Understand Your Investors
As scary as this market shift is for entrepreneurs, it’s just as scary for their investors. They’ve got a lot of money tied up in investments, so it stands to reason they’re going to be cautious about where they put that money in such an unpredictable market.
The more concerned investors are with the state of the market, the less likely they are to invest in your company. But if you want to change investors’ minds, first you have to understand them.
“Put a little bit of effort into, maybe empathy is not the right word, but understanding what the position of their investors is,” Sarah said.
Discover their fears and hesitancies. When you know what’s holding them back from investing, you can develop a strategy that addresses all of those worries. The better you know your investor, the easier it is to alleviate their fears.
Discover Your Priorities
When your resources are limited, you can’t do everything. So you have to figure out which items are “must-do” and which ones are “nice to have.”
“There are things you need to probably prioritize within the constraints that you have,” Paul said. “It probably isn't a scenario for most companies to be cash flow positive.”
That may involve reprioritizing how you spend money, spend your time, and how to think about using your limited resources. When the market goes down, you have to focus on survival. So make sure you’re prioritizing needs over wants.
Don’t Be Afraid of Mistakes
You will make mistakes—every company does. Fundraising isn’t easy, and even high-quality companies that work hard to get it right inevitably slip up every once in a while. But even when you do make a mistake, it doesn’t mean your company is destined for failure.

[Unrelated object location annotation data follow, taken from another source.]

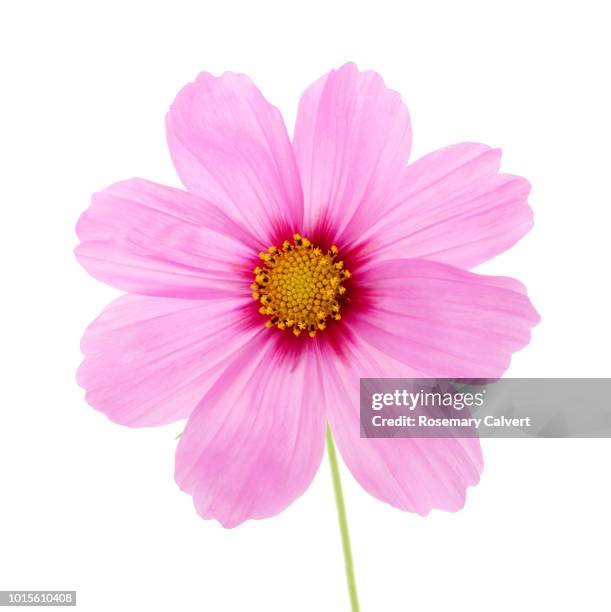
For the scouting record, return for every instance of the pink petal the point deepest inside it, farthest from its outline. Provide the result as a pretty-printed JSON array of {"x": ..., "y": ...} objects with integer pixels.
[
  {"x": 230, "y": 146},
  {"x": 255, "y": 441},
  {"x": 352, "y": 141},
  {"x": 149, "y": 361},
  {"x": 415, "y": 475},
  {"x": 150, "y": 239},
  {"x": 443, "y": 321},
  {"x": 454, "y": 207}
]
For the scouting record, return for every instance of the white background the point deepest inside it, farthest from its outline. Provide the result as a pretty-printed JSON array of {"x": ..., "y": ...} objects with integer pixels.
[{"x": 92, "y": 506}]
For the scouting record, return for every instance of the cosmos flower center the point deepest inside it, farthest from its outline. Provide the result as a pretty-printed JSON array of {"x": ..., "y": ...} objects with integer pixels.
[{"x": 300, "y": 286}]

“I've never met a company where execution is perfect the whole journey to acquisition or IPO,” Sarah said.
A mistake isn’t the end of your company’s journey, it’s just an opportunity to do things differently. You may have to take on more dilution than you expected to, or maybe people aren’t investing the way you thought they would. But ultimately, that doesn’t hurt the business’s ability to grow.
Don’t let your mistakes define you. Let them push you to become a better company.
Use Creativity to Come Out Ahead
If you aren’t being as aggressive as your competitors, are you going to get left behind? According to Sarah, aggression isn’t the only way to get ahead. Even in a limited market, there are a variety of ways to gain an edge. But if your competitors are the ones getting ahead, you’ll want to figure out why—and how.
“There’s only two choices here: they may be resourced differently from you, or they may be investing better than you,” Sarah said.
In a bear market, getting ahead is all about strategy. Once you know why your competitors are getting ahead, you can figure out how to close the gap. That means getting creative.
When there are constraints on the market, everyone’s pool of options shrinks. So, you have to think outside the box. If your team is smart and creative, you can come out ahead.
Building a business in a bear market takes a lot of grit and determination. But if you know what you need to do and can figure out a creative way to do it, you can go up even when the market’s going down.